GVMGen: A General Video-to-Music Generation Model with Hierarchical Attentions
Heda Zuo, Weitao You, Junxian Wu, Shihong Ren, Pei Chen, Mingxu Zhou, Yujia Lu, Lingyun Sun
TL;DR
This work addresses the challenge of generating music that closely matches diverse video content, aiming for strong cross-modal alignment and diverse, universal output. It introduces GVMGen, a generalized video-to-music generation model that employs hierarchical attentions—spatial self-attention, spatial cross-attention with trainable music queries, and temporal cross-attention—coupled with a MusicGen-based decoder and Encodec for audio synthesis. The authors also propose an evaluation model with global cross-modal relevance and local temporal alignment metrics and curate a large-scale, multi-style video-music dataset, including Chinese traditional music, to promote diversity and realism.

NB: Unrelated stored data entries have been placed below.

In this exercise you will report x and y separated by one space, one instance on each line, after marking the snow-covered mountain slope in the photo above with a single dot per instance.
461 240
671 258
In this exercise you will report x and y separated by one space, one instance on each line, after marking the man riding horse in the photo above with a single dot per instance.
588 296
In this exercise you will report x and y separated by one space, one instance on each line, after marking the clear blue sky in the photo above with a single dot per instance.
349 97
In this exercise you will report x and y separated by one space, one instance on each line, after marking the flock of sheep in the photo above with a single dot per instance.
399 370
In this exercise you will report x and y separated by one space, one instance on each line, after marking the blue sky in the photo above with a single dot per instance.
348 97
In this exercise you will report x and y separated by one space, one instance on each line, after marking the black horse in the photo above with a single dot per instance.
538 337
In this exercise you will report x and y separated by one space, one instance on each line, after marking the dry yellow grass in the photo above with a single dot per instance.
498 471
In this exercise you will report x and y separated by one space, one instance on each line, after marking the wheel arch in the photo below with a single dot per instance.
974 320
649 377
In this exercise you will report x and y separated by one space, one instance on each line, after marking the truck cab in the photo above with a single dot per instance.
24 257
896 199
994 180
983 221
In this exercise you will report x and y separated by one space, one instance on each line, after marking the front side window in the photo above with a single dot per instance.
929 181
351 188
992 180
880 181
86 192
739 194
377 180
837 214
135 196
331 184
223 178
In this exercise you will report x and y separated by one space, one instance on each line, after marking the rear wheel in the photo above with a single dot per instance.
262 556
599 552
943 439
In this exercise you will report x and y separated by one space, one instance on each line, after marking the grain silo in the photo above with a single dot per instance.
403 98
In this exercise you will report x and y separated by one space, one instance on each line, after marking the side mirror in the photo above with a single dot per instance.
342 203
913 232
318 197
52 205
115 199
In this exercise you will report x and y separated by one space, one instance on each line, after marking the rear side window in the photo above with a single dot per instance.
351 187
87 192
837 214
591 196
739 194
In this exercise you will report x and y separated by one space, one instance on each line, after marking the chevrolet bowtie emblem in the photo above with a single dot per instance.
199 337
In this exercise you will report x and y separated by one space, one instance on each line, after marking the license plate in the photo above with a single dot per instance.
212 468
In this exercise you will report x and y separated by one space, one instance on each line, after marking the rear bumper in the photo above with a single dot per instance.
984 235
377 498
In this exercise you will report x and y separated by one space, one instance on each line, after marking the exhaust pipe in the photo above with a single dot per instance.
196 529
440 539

Empirical results show that GVMGen outperforms state-of-the-art baselines in music-video correspondence, diversity, and universal applicability, including zero-shot scenarios.
Abstract
Composing music for video is essential yet challenging, leading to a growing interest in automating music generation for video applications. Existing approaches often struggle to achieve robust music-video correspondence and generative diversity, primarily due to inadequate feature alignment methods and insufficient datasets. In this study, we present General Video-to-Music Generation model (GVMGen), designed for generating high-related music to the video input. Our model employs hierarchical attentions to extract and align video features with music in both spatial and temporal dimensions, ensuring the preservation of pertinent features while minimizing redundancy. Remarkably, our method is versatile, capable of generating multi-style music from different video inputs, even in zero-shot scenarios. We also propose an evaluation model along with two novel objective metrics for assessing video-music alignment. Additionally, we have compiled a large-scale dataset comprising diverse types of video-music pairs. Experimental results demonstrate that GVMGen surpasses previous models in terms of music-video correspondence, generative diversity, and application universality.